VPN Degradation for subset of VPN tunnels

Redox experienced a major incident on February 23, 2026 affecting Traffic Processing, lasting 43m. The incident has been resolved; the full update timeline is below.

Started: Feb 23, 2026, 08:31 PM UTC
Resolved: Feb 23, 2026, 09:14 PM UTC
Duration: 43m
Detected by Pingoru: Feb 23, 2026, 08:31 PM UTC

Affected components

Traffic Processing

Update timeline

identified Feb 23, 2026, 08:31 PM UTC

We have identified the issue with our VPN gateways and are currently working on a fix.
identified Feb 23, 2026, 08:38 PM UTC

We have identified the issue with our VPN gateways and are currently working on a fix. A subset of HL7 over VPN traffic will be impacted.
monitoring Feb 23, 2026, 08:55 PM UTC

Our gateways have been restarted and VPN tunnels are coming back up. We are currently monitoring results.
monitoring Feb 23, 2026, 08:59 PM UTC

As of 02/23/2026 at ~2:15 PM Central Time, the Redox MLLP Listener service is experiencing degraded performance for processing inbound MLLP transactions. Inbound and outbound HL7 messages to and from Redox were delayed while we investigated the root cause. Web requests (HTTPS) from Redox were unaffected. We have mitigated the issue and VPN tunnels are back online. If you have any additional questions, please notify us at [email protected].
resolved Feb 23, 2026, 09:14 PM UTC

This incident has been resolved.
postmortem Mar 02, 2026, 03:28 PM UTC

### **Summary** On **February 23, 2026**, between **1:05 AM to 2:05 AM CST** and **1:53 PM to 3:03 PM CST**, a subset of customers experienced elevated latency and connectivity issues across a number of our MLLP VPN Gateways. Service was fully restored once primary gateway instances were cycled and traffic successfully failed over to secondary nodes. ### **What Happened** The outage was triggered by a memory exhaustion event on specific VPN Gateway instances. There was a memory leak in a third party library led to a steady rise in memory consumption, eventually causing the primary instances to become unresponsive. ### **What We Are Doing** To prevent a recurrence and improve our response time, our engineering team is implementing the following measures: * **Stability:** We are deploying updates that mitigate the issue we saw with the third party memory leak to prevent resource exhaustion and non-responsive primary gateway instances.
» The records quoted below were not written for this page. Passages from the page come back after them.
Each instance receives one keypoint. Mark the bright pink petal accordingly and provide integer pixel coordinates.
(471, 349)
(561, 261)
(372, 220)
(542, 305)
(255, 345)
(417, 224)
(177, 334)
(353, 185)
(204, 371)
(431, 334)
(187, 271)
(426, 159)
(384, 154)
We submitted a ticket with the third party library and they have resolved the issue in the library. * **Enhanced Monitoring:** We are deploying updates to have more granular alerts that monitor MLLP gateway traffic health and reduce time to detection for unhealthy gateways. * **Service Resilience:** We are reviewing our automated health monitoring and failover protocols to ensure the system responds effectively to instance health changes.